Hal ini membuat hutan-hutan masyarakat dieksploitasi oleh oknum perusahaan/industri kayu. Pembayaran itu dinilai sangat murah karena harga merbau bisa mencapai Rp 5 juta di Jawa.
Pemprov Papua berusaha menunjukkan keberpihakan pada masyarakat adat dengan menerbitkan Peraturan Gubernur Papua No 13/2010 tentang Izin Pemanfaatan Hasil Hutan Kayu Masyarakat Hukum Adat (IPHHKMHA) di Provinsi Papua. Dengan dasar ini sejumlah 18 izin usaha pemanfaatan hasil hutan kayu-masyarakat hukum adat seluas 78.040 hektar.
Dasar Pergub tersebut yaitu UU No 21/2001 tentang Otonomi Khusus bagi Provinsi Papua yang diterjemahkan dalam Peraturan Daerah Khusus Provinsi Papua No. 21/2008 tentang Pengelolaan Hutan Berkelanjutan Provinsi Papua. Namun hingga kini izin-izin tersebut tak bisa dijalankan karena model perizinan tersebut tak dikenal oleh pusat yang berpegangan pada UU 41/1999 tentang Kehutanan.
Dalam izin usaha pemanfaatan hasil hutan kayu (IUPHHK) pemerintah pusat hanya mengenal penerbitan oleh Menteri Kehutanan, kini Menteri Lingkungan Hidup dan Kehutanan.

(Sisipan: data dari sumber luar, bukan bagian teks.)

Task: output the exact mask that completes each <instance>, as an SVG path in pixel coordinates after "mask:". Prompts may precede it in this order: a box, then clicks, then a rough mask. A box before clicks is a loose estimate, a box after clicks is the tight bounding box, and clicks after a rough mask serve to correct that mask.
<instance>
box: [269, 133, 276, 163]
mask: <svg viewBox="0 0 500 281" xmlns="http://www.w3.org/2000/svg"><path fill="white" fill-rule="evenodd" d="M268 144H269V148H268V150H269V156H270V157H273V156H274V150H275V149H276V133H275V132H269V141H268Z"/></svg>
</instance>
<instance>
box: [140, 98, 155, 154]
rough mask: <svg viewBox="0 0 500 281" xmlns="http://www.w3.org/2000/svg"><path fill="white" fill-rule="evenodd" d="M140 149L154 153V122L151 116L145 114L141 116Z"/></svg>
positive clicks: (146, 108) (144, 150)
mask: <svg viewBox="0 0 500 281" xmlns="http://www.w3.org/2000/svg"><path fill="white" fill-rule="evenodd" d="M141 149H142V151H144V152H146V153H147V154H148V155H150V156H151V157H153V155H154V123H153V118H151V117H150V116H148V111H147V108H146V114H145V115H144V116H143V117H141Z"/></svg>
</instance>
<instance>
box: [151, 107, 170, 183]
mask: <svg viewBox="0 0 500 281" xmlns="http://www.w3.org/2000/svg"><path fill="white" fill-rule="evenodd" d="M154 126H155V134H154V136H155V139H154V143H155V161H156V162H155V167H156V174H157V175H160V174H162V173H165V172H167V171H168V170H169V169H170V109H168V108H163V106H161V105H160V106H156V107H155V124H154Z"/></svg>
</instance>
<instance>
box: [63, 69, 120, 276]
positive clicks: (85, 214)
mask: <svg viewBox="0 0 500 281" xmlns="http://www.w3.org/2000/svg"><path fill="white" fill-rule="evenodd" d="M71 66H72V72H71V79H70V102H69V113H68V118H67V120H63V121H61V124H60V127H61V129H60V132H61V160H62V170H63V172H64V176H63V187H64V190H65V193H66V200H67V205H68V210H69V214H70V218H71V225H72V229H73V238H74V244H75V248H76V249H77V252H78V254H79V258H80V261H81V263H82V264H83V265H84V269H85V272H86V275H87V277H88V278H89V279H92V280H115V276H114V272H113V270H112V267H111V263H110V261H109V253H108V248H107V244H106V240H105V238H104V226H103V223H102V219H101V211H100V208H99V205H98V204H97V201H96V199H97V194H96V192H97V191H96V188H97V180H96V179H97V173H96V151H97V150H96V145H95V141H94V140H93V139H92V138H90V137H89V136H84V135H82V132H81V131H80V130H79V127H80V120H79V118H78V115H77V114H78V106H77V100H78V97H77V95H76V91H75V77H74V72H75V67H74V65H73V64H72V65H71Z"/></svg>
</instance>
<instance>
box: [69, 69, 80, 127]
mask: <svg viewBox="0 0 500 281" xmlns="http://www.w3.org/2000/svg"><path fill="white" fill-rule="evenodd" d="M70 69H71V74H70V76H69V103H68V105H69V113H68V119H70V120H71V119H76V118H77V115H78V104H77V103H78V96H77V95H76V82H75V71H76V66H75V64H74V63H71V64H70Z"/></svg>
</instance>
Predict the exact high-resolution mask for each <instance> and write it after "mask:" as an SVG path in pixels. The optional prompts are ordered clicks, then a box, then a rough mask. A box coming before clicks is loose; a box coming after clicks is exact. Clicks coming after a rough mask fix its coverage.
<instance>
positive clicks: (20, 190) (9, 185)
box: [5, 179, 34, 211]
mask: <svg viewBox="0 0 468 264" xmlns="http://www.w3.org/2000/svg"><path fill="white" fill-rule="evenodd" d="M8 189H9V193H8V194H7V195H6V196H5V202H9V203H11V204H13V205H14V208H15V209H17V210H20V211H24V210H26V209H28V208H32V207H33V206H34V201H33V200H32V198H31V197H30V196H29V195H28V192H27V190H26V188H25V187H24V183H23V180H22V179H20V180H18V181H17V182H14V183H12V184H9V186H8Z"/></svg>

Namun, Kementerian Kehutanan – kini Kementerian Lingkungan Hidup dan Kehutanan atau KLHK – menebar izin di belantara Papua dengan IUPHHK-Hutan Alam atau Hak Pengelolaan Hutan atau izin logging seluas 5.596.838 ha, pelepasan untuk sawit 1.256.153 ha, dan izin kebun tanaman kayu/IUPHHK-Hutan Tanaman Industri 524.675 ha.
Terkait hal ini, beberapa waktu lalu, KLHK menjelaskan sedang menyusun Norma, Standar, prosedur, dan Kriteria pemberian IUPHHK-HA pada kawasan hutan produksi di Provinsi Papua. Pemerintah pusat pun masih “trauma” dengan pengalaman dampak deforestasi besar-besaran di Papua di tahun 2000-an.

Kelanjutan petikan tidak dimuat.